File analytics download

The following script allows you to download analytics of previous uploaded files using parallel threads. If you still need to upload your files, follow the how-to guide Batch files upload

Note

If your browser displays the python text instead of downloading it. You can press ctrl+s after the file opens.

Script parameters

  • workdir: Absolute path to the work directory. For instance /home/user/workdir_batch_01

  • output_dir: Absolute path of the directory to download all analytic files. For instance: /home/user/workdir_batch_01/analytics_files

  • uploaded_file_ids_csv_filename: Filename of the previous generated CSV containing IDs of the uploaded files.
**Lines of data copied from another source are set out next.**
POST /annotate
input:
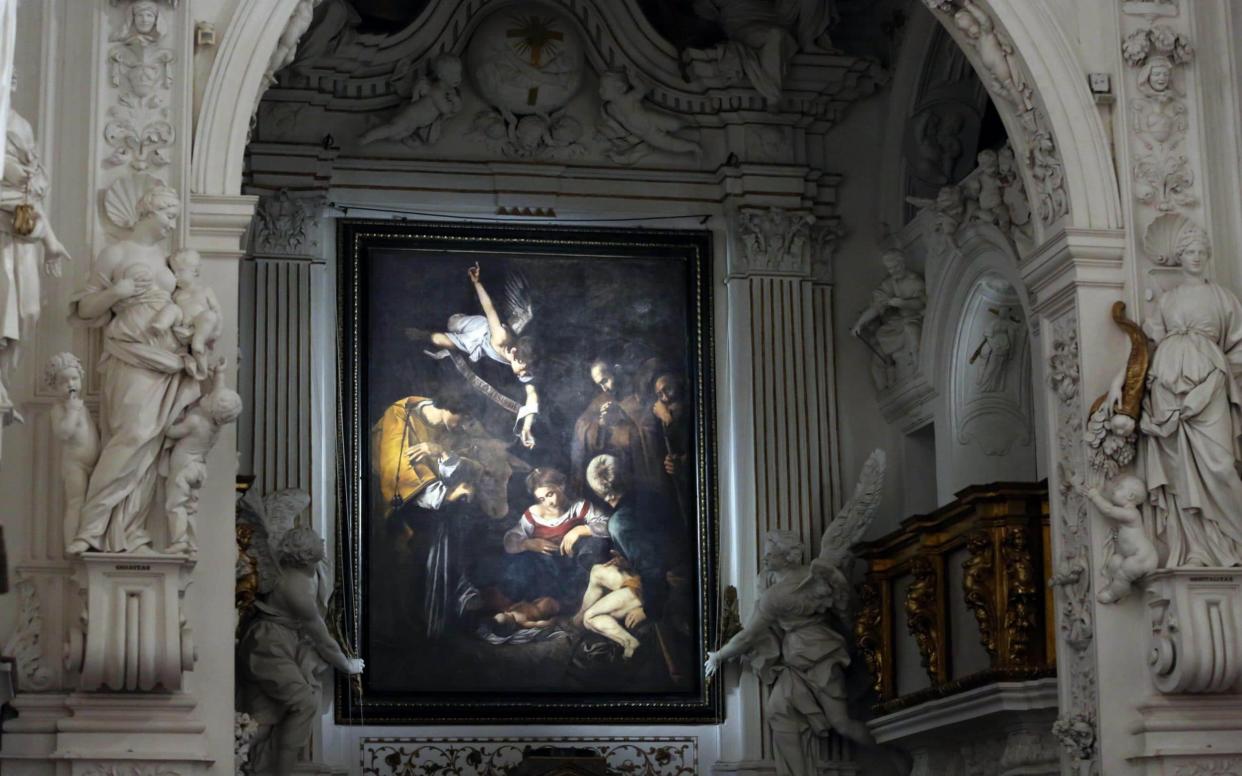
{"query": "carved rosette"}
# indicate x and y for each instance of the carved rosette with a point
(979, 586)
(1009, 83)
(868, 633)
(1021, 597)
(920, 615)
(1072, 571)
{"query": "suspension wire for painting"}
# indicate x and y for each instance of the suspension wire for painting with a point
(344, 207)
(345, 498)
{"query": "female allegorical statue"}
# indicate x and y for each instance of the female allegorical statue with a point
(145, 384)
(1192, 415)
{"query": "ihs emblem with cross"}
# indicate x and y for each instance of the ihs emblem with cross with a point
(535, 41)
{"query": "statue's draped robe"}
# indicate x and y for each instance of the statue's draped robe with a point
(802, 659)
(1191, 422)
(145, 389)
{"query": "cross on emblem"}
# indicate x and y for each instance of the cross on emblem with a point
(534, 36)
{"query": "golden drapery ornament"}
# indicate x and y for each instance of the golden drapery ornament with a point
(1021, 599)
(920, 613)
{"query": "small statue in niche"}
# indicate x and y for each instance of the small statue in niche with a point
(286, 645)
(892, 325)
(199, 308)
(432, 101)
(76, 431)
(1190, 419)
(996, 350)
(985, 195)
(193, 438)
(631, 128)
(1130, 554)
(789, 640)
(27, 248)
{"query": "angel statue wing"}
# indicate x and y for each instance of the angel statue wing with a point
(517, 301)
(272, 517)
(846, 529)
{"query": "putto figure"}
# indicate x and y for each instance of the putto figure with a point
(1192, 415)
(432, 101)
(894, 320)
(790, 641)
(76, 431)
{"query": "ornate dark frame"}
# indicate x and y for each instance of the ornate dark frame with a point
(354, 705)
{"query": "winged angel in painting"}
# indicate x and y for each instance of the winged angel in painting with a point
(790, 641)
(287, 645)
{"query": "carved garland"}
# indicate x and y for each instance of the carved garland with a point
(979, 586)
(1072, 577)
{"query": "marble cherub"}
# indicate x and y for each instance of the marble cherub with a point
(432, 101)
(77, 433)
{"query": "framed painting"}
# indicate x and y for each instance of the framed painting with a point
(528, 522)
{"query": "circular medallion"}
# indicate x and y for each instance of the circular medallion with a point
(527, 58)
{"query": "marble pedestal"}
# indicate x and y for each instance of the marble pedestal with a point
(133, 635)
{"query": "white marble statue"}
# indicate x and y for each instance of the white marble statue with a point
(432, 101)
(1130, 555)
(790, 641)
(193, 438)
(948, 214)
(199, 308)
(985, 193)
(145, 381)
(76, 431)
(27, 248)
(1192, 415)
(287, 646)
(632, 128)
(892, 324)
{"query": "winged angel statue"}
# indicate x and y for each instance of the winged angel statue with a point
(287, 646)
(790, 641)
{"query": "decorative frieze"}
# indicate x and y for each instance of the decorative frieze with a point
(429, 756)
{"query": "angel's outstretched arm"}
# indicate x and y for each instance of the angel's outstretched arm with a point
(493, 318)
(302, 604)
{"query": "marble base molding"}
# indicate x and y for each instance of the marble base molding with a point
(133, 635)
(1196, 616)
(427, 756)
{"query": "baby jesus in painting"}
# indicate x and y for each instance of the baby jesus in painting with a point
(486, 335)
(612, 602)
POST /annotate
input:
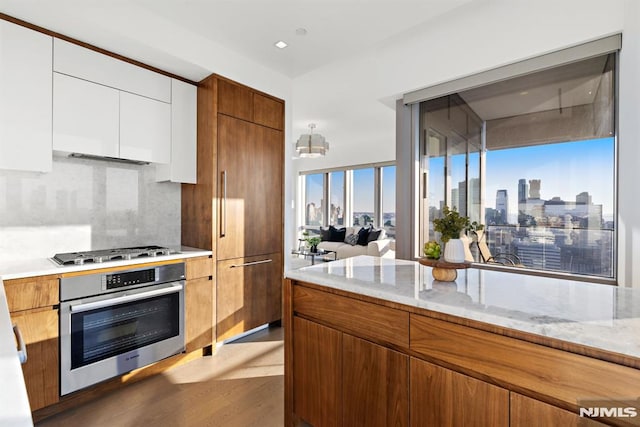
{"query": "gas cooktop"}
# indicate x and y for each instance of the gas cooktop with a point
(105, 255)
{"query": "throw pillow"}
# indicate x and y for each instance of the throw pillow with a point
(374, 235)
(363, 235)
(337, 234)
(324, 234)
(352, 239)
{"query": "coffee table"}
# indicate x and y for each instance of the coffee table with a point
(313, 255)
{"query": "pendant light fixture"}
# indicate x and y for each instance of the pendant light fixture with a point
(311, 144)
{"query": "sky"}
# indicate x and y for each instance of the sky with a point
(363, 182)
(565, 170)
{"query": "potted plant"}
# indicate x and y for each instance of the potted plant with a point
(450, 226)
(313, 243)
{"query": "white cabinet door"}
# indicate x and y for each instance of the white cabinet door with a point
(87, 64)
(145, 129)
(183, 164)
(85, 117)
(25, 99)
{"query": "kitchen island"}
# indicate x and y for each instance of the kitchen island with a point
(379, 341)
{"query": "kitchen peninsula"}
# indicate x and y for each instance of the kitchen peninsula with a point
(379, 342)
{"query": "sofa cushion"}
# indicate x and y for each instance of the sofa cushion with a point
(363, 236)
(337, 234)
(324, 234)
(374, 235)
(352, 239)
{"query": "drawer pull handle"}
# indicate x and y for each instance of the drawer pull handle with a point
(22, 350)
(249, 264)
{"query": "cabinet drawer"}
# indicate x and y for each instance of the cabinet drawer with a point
(268, 112)
(32, 292)
(365, 320)
(87, 64)
(199, 267)
(521, 366)
(235, 100)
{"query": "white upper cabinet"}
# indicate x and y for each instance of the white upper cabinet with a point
(25, 99)
(96, 67)
(145, 129)
(85, 117)
(183, 164)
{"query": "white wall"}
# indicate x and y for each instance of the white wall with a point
(476, 37)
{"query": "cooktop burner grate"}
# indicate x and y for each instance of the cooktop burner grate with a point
(105, 255)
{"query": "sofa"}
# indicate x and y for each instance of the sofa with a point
(353, 241)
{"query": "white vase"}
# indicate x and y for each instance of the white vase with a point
(454, 251)
(466, 241)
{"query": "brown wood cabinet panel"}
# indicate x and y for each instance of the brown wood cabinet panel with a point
(235, 100)
(551, 375)
(32, 292)
(374, 322)
(198, 267)
(317, 371)
(39, 330)
(268, 112)
(375, 384)
(250, 165)
(527, 412)
(441, 397)
(198, 201)
(249, 293)
(199, 297)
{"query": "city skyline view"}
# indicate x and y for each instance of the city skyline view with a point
(590, 163)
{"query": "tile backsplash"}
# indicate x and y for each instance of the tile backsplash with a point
(85, 205)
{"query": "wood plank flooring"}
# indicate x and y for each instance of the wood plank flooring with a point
(241, 385)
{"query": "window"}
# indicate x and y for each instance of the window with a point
(336, 195)
(358, 196)
(363, 197)
(533, 158)
(314, 200)
(388, 202)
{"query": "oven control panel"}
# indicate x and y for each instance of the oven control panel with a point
(119, 280)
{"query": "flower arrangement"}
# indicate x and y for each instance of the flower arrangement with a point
(451, 224)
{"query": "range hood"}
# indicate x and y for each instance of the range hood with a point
(107, 159)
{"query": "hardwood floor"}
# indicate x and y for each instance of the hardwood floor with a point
(241, 385)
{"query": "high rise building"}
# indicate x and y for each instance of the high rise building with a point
(534, 188)
(523, 190)
(502, 205)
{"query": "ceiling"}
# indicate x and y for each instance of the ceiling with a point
(143, 29)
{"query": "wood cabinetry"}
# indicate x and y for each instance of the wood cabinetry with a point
(25, 104)
(339, 371)
(442, 397)
(31, 306)
(341, 380)
(527, 412)
(248, 293)
(199, 303)
(236, 207)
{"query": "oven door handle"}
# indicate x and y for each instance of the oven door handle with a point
(126, 298)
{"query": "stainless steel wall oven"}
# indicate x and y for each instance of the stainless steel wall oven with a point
(114, 322)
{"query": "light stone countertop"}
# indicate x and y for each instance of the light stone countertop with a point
(595, 315)
(46, 266)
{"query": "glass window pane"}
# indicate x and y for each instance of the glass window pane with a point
(336, 195)
(389, 200)
(546, 141)
(313, 203)
(363, 200)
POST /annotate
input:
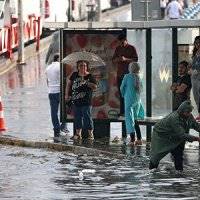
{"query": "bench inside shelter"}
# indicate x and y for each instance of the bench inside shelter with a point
(102, 127)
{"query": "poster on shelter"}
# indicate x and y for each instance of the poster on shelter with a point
(105, 99)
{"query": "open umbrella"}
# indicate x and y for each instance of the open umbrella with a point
(92, 58)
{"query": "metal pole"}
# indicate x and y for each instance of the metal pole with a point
(21, 34)
(174, 57)
(148, 81)
(42, 11)
(99, 11)
(69, 10)
(132, 7)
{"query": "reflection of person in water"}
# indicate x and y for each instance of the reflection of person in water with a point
(124, 54)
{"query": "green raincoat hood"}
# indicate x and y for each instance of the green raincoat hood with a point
(186, 106)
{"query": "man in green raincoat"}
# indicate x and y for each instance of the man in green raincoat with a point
(171, 133)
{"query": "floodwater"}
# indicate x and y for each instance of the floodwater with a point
(48, 175)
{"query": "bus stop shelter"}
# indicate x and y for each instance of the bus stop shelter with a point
(161, 45)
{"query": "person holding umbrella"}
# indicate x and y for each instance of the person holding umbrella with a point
(80, 87)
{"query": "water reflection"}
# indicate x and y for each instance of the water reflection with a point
(40, 174)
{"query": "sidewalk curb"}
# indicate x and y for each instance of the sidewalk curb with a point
(58, 147)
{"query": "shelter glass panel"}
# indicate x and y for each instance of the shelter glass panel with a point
(161, 71)
(186, 38)
(137, 38)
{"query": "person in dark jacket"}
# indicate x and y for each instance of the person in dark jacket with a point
(171, 133)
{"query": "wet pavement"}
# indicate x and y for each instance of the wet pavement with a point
(28, 173)
(25, 100)
(50, 175)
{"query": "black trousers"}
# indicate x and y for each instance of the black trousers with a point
(177, 155)
(121, 99)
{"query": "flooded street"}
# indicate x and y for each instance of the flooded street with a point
(48, 175)
(30, 174)
(25, 100)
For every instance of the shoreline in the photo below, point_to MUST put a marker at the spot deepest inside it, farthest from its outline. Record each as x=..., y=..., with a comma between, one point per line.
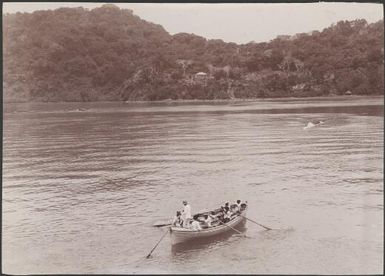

For instance: uploaded_file_ids_20241026_002611.csv

  • max_concurrency: The number of concurrent threads to use

  • max_download_timeout: Timeout in seconds the script will wait for each file in case it is not processed yet.

How to run the script

  1. (If not yet done) Follow Prerequisites instructions to set up the require environment

  2. Ensure that the CSV file uploaded_file_ids_YYYYMMDD_HHMMSS.csv, containing the ID of the previous uploaded files, is in the work directory /home/user/workdir_batch_01

  3. Create a new directory to store all analytic files that we plan to download, for instance /home/user/workdir_batch_01/analytics_files

  4. Finally, you can run the script

python3 batch_file_analytics_download.py                                       \
    workdir=/home/user/workdir_batch_01                                        \
    output_dir=/home/user/workdir_batch_01/analytics_files                     \
    uploaded_file_ids_csv_filename=uploaded_file_ids_20241026_002611.csv       \
    max_concurrency=50                                                         \
    max_download_timeout=100

The script will download and store the analytic files in the output_dir folder. The analytic files will have the following format:

  • <original_base_filename>_<original_file_extention>_analytics.json. For instance file_01_abc_analytics.json

The script will also generate an output CSV file download_result__%Y%m%d_%H%M%S.csv with the following values:

  • file_id: File identifier that we can use in future requests to download or delete files

  • download_status: Status of the download. It can be DOWNLOAD_DONE or DOWNLOAD_ERROR

  • original_absolute_file_path: The absolute path of the uploaded files

Example of the file download_result_20241026_003611.csv

4C303FEB0B384EEB882FAF927D4F1961,DOWNLOAD_DONE,/home/user/files_to_upload/file_01.txt
3BDBA5EBA34A4A65817954E3559476BB,DOWNLOAD_DONE,/home/user/files_to_upload/file_02.pdf
F6FCC64ABAD64D52AC8A6864AE5F7C40,DOWNLOAD_ERROR,/home/user/files_to_upload/file_03.csv

If the file contains any DOWNLOAD_ERROR you can run the script again, but using the download_result_20241026_003611.csv in the parameter uploaded_file_ids_csv_filename. The script will then try to download all file IDs with the status DOWNLOAD_ERROR

python3 download.py                                                            \
workdir=/home/user/workdir_batch_01                                            \
output_dir=/home/user/workdir_batch_01/analytics_files                         \
uploaded_file_ids_csv_filename=download_result_20241026_003611.csv             \
max_concurrency=50                                                             \
max_download_timeout=100